“This industry has been looking for additional capital… Agriculture is a great place to be.”
– Larry Ruud, One Earth Farms
A one-million-acre grain and cattle farm planned by Sprott Resource Corp represents a fork in the Prairie road for Canadian agriculture, but the super-farm’s president and chief executive says family farms have more to gain than fear.
Sprott, an investment firm, is spending $27.5 million to launch One Earth Farms on native Indian land in Saskatchewan and Alberta at a time when grain prices are coming off last year’s highs and the world economy sits in recession.
“This large investment I think speaks volumes about the optimism that exists looking ahead to the future of agriculture,” said One Earth Farms Corp.

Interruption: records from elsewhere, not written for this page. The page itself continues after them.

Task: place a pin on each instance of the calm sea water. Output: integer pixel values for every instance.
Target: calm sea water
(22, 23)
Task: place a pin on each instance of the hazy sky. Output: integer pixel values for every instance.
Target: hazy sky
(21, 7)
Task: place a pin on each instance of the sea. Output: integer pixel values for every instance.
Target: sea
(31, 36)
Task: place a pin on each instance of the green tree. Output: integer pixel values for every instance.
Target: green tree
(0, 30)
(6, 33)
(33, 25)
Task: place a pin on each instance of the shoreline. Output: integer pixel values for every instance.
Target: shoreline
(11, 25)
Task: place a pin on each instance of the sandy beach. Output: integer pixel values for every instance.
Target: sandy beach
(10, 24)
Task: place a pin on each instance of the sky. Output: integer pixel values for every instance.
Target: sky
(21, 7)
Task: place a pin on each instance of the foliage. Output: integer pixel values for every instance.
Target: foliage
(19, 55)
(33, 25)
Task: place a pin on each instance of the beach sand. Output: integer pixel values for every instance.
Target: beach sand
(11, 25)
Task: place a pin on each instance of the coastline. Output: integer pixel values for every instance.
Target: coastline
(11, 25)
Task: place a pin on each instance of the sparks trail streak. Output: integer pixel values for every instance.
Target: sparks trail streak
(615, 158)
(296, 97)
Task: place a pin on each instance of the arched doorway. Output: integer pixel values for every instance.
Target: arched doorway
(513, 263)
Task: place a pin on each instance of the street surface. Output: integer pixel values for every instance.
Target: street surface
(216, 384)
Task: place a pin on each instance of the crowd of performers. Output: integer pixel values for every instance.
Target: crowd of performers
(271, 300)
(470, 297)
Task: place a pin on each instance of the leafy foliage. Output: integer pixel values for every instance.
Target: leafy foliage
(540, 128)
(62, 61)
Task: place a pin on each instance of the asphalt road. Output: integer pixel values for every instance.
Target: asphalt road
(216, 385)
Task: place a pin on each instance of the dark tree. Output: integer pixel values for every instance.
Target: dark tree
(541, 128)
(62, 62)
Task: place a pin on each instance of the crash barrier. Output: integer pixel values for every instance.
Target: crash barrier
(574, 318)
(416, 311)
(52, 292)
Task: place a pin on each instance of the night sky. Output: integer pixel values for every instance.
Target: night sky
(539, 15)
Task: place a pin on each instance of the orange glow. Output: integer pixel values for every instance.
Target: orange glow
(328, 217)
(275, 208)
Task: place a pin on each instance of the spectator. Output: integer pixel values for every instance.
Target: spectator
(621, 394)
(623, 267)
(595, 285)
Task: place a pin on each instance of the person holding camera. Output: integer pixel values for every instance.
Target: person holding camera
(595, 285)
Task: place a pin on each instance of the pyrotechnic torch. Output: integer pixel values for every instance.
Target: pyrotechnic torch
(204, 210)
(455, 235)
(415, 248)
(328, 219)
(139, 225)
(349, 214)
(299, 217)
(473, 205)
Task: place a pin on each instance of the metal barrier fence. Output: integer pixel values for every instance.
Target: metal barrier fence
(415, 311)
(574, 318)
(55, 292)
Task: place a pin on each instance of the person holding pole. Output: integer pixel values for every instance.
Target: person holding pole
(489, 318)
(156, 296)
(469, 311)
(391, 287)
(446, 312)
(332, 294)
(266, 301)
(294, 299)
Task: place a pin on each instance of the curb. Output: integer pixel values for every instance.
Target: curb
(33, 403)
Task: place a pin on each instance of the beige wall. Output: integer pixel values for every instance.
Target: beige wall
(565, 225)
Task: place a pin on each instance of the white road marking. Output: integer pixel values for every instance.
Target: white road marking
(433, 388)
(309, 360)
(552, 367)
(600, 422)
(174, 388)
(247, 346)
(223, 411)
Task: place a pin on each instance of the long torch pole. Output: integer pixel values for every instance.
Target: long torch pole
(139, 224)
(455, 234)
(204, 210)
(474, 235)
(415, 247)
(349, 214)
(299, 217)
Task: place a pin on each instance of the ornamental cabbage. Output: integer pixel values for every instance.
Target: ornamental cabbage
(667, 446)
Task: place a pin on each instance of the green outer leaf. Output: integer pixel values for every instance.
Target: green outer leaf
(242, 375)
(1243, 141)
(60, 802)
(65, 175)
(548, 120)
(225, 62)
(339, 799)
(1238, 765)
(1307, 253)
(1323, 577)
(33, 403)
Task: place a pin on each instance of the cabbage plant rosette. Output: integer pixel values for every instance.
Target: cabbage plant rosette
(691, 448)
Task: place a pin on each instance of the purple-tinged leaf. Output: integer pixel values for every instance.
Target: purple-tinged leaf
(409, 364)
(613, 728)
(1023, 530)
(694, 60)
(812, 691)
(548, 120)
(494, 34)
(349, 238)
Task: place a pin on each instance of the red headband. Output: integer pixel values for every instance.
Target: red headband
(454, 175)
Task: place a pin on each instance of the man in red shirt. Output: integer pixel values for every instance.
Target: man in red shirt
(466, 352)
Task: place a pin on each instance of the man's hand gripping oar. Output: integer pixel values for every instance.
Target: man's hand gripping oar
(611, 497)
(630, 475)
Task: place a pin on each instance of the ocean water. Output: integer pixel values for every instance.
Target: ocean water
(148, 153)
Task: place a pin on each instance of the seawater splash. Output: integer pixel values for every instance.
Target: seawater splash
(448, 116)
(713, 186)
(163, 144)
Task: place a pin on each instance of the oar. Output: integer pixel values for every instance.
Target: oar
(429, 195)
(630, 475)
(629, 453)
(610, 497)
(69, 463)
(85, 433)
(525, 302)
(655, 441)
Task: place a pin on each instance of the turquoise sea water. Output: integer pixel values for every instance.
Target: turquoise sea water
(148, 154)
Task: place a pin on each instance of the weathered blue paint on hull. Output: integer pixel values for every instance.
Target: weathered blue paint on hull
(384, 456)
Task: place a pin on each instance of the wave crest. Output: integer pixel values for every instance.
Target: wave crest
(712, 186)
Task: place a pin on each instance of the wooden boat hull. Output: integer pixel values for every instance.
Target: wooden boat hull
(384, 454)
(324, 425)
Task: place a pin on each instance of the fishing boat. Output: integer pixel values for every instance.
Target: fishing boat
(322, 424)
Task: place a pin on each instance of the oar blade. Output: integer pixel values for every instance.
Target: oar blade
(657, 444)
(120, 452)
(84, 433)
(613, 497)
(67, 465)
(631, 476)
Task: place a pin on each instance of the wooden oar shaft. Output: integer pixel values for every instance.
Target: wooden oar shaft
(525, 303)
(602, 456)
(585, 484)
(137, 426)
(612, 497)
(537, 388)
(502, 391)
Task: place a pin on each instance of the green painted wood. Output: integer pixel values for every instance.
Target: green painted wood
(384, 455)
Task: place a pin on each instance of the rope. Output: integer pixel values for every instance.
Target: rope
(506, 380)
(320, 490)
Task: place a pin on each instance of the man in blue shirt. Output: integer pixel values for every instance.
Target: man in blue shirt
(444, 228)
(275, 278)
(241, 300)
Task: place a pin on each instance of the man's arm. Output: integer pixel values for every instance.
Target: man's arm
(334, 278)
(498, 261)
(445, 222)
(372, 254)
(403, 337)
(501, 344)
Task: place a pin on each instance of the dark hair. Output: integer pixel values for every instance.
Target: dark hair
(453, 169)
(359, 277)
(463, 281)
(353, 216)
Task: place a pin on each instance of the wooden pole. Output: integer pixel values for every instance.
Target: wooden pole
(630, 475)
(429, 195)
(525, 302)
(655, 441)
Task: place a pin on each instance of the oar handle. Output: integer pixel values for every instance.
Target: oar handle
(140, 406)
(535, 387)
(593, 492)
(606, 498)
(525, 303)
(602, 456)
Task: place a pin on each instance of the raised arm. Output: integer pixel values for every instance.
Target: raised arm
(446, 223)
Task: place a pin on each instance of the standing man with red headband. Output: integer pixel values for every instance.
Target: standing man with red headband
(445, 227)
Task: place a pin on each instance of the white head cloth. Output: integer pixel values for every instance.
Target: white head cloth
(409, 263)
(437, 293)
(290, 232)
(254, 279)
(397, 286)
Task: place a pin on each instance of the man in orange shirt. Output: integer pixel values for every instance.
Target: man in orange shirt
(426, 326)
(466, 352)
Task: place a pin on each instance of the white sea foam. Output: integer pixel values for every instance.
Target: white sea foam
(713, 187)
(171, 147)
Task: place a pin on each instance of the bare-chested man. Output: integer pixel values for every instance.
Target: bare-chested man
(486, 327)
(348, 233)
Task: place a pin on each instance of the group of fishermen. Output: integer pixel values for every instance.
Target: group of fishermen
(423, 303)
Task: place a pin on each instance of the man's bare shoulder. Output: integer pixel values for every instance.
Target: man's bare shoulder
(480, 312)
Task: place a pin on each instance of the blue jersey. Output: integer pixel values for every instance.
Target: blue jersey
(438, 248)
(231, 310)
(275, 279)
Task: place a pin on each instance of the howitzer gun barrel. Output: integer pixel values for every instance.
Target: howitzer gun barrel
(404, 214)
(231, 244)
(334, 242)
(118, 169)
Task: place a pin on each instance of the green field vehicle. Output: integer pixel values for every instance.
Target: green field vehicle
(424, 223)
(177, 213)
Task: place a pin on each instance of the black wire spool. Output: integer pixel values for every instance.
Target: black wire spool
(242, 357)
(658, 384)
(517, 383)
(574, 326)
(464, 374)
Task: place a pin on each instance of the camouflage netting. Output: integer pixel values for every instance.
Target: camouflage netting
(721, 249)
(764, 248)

CEO Larry Ruud. “This industry has been looking for additional capital… Agriculture is a great place to be.”
One Earth also helps answer the question of who will carry on Western Canada’s farm tradition with the average age of farmers getting older, Ruud said.
Large corporate grain farms are a novelty in Canada, though well-established in Eastern Europe and South America. Investor-owned corporate beef and pork farms are more common structures in Canada.
One Earth wants long-term agreements on its inputs, such as fertilizer, and its production.
“It has to be win-win,” said Ruud, who is also a director of Viterra, one of Canada’s biggest grain-handling and farm products companies. “Everybody has to keep the lights on every day to stay in business.”
It’s unlikely small farms will face a pricing disadvantage since standard grain prices are based on international supply and demand, said Jim Unterschultz, an associate professor of rural economy at the University of Alberta.
A corporate farm’s negotiating leverage may end up supporting prices for all farmers, said Derek Brewin, an assistant professor of agriculture at the University of Manitoba.
In beef production, there’s more room for One Earth to realize a premium by tailoring production to a specialized product, Unterschultz said, adding that One Earth can also use its size to experiment with new crop varieties and get them to market quickly.
But with One Earth controlling so much farmland, Ruud admits many farmers who have relied on leases may see their planted acreage shrink. Eighteen aboriginal groups, or First Nations, in Saskatchewan and Alberta have signed letters of
intent to lease up to one million acres to One Earth. Most of that land has already been in production.
The average farm size in Canada has been growing as farmers retire and sell their land to others. The 2006 census said the average farm size was 728 acres, up from 676 acres five years earlier.
The family operation still holds some competitive advantages over the super-farm, Brewin said. Families are more willing to work longer hours than hired labour and they have a vested interest in maintaining equipment, he said.
“You have to get to a good size as a family farm to be efficient, but after that I think family farms are more efficient than corporate farms,” Brewin said.
But Unterschultz said technology such as field-mapping has made it less important for farmers to intimately know their land, opening the door to professionally managed grain farms.
One Earth plans to seed at least 20,000 acres this year and begin building its beef cattle herd with at least 1,000 head, Ruud said. This year, planting will include canola, spring wheat and barley.